Her fake ID was good enough to fool even the police, but they hadn’t asked for proof of her identity.
They’d just questioned her because she’d been in the jewelry store the day before.
“Didn’t you get enough information yesterday?” she muttered, striding over to the window overlooking the street. In the months she’d lived in the apartment she’d made a point of familiarizing herself with the cars that belonged in the neighborhood. Standing to the side she scanned the parked cars on either side of the foggy street below.
No unfamiliar vehicles. No police car. Parking was at a premium in this district of San Francisco.
Yesterday the police car had double-parked. So, no car. That she could see. Someone on foot then?
That perked her up. “Girl Scout cookies?”
She’d made no friends, no casual acquaintances, no personal attachments in the last eleven months.
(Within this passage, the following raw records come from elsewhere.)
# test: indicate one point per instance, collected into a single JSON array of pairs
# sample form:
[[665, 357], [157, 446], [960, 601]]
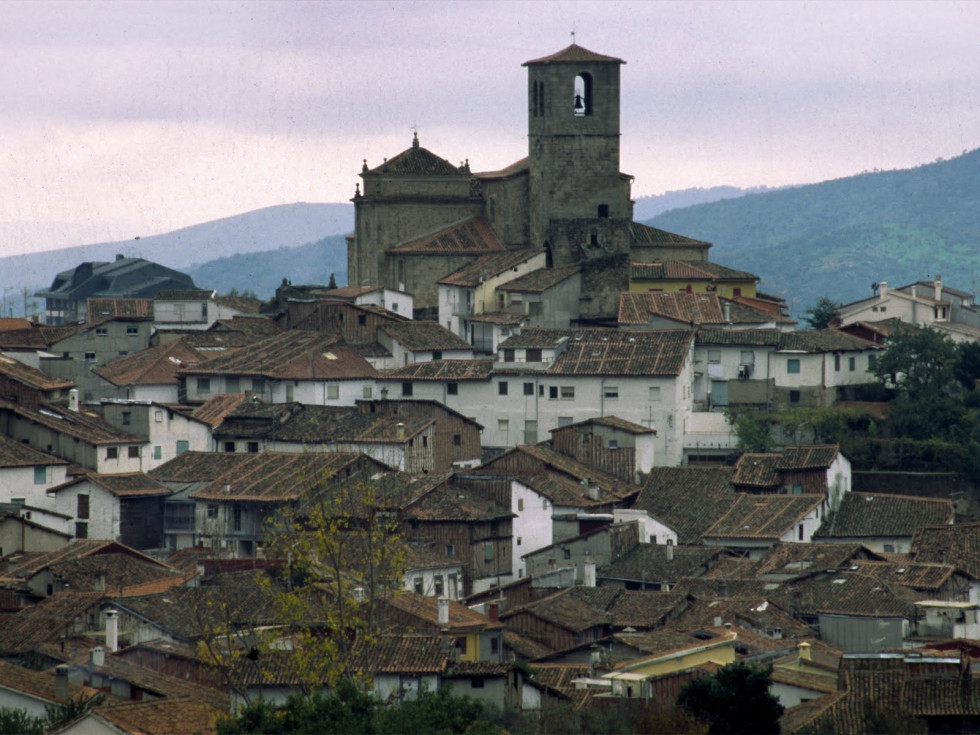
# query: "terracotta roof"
[[415, 161], [688, 499], [83, 425], [474, 236], [454, 370], [424, 335], [688, 308], [540, 280], [957, 544], [573, 54], [45, 621], [214, 410], [688, 270], [16, 454], [763, 516], [162, 716], [488, 266], [31, 377], [291, 355], [122, 485], [276, 476], [654, 354], [156, 366], [878, 514]]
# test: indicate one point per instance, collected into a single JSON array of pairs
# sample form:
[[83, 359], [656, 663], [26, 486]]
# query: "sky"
[[124, 119]]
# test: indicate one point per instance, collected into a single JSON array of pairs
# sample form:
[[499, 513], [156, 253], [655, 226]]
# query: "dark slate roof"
[[453, 370], [763, 516], [488, 266], [424, 335], [656, 563], [31, 377], [16, 454], [415, 161], [878, 514], [540, 280], [473, 236], [291, 355], [957, 544], [688, 270], [154, 366], [573, 54], [688, 499], [688, 308]]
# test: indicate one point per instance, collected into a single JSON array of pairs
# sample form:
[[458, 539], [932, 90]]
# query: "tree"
[[736, 699], [822, 314]]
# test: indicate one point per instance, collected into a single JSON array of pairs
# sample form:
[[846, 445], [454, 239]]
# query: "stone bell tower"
[[580, 207]]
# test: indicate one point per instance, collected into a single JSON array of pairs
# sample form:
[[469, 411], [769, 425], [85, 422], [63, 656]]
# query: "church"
[[420, 218]]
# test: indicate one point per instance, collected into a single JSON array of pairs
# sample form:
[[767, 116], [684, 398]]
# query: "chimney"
[[112, 630], [588, 571], [804, 651], [61, 682]]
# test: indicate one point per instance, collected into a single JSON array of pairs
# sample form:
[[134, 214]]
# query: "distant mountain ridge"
[[836, 238]]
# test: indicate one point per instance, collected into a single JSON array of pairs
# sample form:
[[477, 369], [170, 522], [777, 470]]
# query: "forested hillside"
[[838, 237]]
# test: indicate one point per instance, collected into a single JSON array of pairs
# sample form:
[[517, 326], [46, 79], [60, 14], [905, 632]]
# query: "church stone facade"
[[419, 217]]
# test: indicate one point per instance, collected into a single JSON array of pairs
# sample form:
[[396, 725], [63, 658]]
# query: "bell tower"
[[580, 205]]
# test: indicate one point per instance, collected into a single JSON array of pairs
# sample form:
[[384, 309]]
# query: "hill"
[[836, 238], [260, 231]]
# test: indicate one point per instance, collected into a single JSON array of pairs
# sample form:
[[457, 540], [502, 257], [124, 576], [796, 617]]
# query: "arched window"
[[583, 94]]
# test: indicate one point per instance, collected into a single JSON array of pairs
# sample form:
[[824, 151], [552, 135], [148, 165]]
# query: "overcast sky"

She’d purposely not developed relationships with her neighbors beyond saying hi when she went to and fro. But she’d bought cookies from the little girls in their green uniforms at the grocery store yesterday, and knew there were three little Scouts living several houses away.
She’d been so damned stressed after the police had left last night that she’d eaten the entire box of cookies before she’d even started dinner.
More chocolate would be good right now. She’d been bent over her worktable for hours. Cookies with her tea sounded terrific on this chilly afternoon.
She liked the Bay Area. It, and her new life, were vastly different from her jet-setting life before. Now everything was changed. For one thing, she’d never stayed in one place for longer than a few weeks.
Even when she’d been a child she’d had a tutor because the family traveled so extensively.
It had been a nomadic kind of existence, and she’d only realized just how odd it was once she was no longer doing it.